Awarded a Fulbright Scholarship in 1979, he decided to perfect his skills in New York City studying at the Juilliard School with Jacob Lateiner and William Masselos: in the meanwhile, he obtained the 1st Prize at the Gina Bachauer Memorial Piano Competition at Juilliard. He also won several other International Piano Competitions (Maria Canals International Music Competition 2nd Prize in Barcelona, Marsala's 2nd Prize, Vercelli's 4th Prize, Epinal's 4th Prize...). A dazzling career starts with new international awards: Grand Prize of the Charles Cros Academy with the violinist Raphael Oleg for their recording of Schumann's Sonatas (1980), 3rd Prize and Special Prize of Contemporary Music at the Paloma O'Shea Santander International Piano Competition in Spain (1982), 1st Prize at the Ciudade do Porto International Piano Competition (1984).

These successes led him to give recitals around the world: France, Spain, the Netherlands, Italy, Portugal, Switzerland, United States, Japan, Australia and South Africa. He performed regularly with various orchestras (Radio France New Philharmonic Orchestra, Spanish Radio Television Orchestra, Orchestre national du Capitole de Toulouse...).
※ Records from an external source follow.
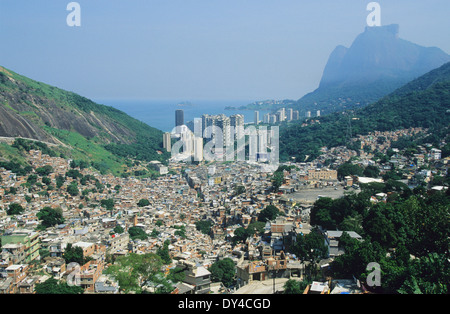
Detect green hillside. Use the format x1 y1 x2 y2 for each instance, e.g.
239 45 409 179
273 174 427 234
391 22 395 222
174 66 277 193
0 66 169 175
279 62 450 162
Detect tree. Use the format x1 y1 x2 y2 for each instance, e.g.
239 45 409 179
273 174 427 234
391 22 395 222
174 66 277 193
337 162 364 180
283 279 310 294
104 253 165 294
66 182 79 196
70 160 88 169
174 225 186 239
36 165 53 176
27 174 38 185
400 193 449 257
362 204 398 248
209 258 236 288
101 198 115 210
258 205 280 223
330 239 385 280
128 226 148 240
271 171 284 192
37 207 65 229
293 229 328 264
66 169 82 179
398 253 449 294
167 267 185 284
35 277 84 294
195 220 212 235
232 227 250 245
232 222 265 245
363 165 380 178
310 197 336 229
42 176 51 185
7 203 25 215
247 221 265 236
56 175 65 189
156 240 172 265
63 243 85 265
137 198 150 207
113 225 124 234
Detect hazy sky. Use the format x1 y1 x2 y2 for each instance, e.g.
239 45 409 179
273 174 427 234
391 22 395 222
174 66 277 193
1 0 449 102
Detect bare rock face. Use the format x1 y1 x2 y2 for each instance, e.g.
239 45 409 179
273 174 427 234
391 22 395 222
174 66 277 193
295 24 450 114
320 24 450 89
0 66 141 145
He was invited as a soloist by various foreign televisions and radios, and has also recorded for Radio France and French Television.

The eclecticism of his tastes led him to become interested in a diverse and sometimes unexplored repertoire (Ricardo Viñes, Ernesto Nazareth, Guillaume Lekeu...) and his interest for the contemporary music made him participate in many first performances mainly with the Montpellier Philharmonic Orchestra and with several French contemporary musical ensembles such as 2E2M, GERM, Musique Oblique, and Contrechamps.

Rault died in Paris of AIDS on 16 September 1997, at the age of 39.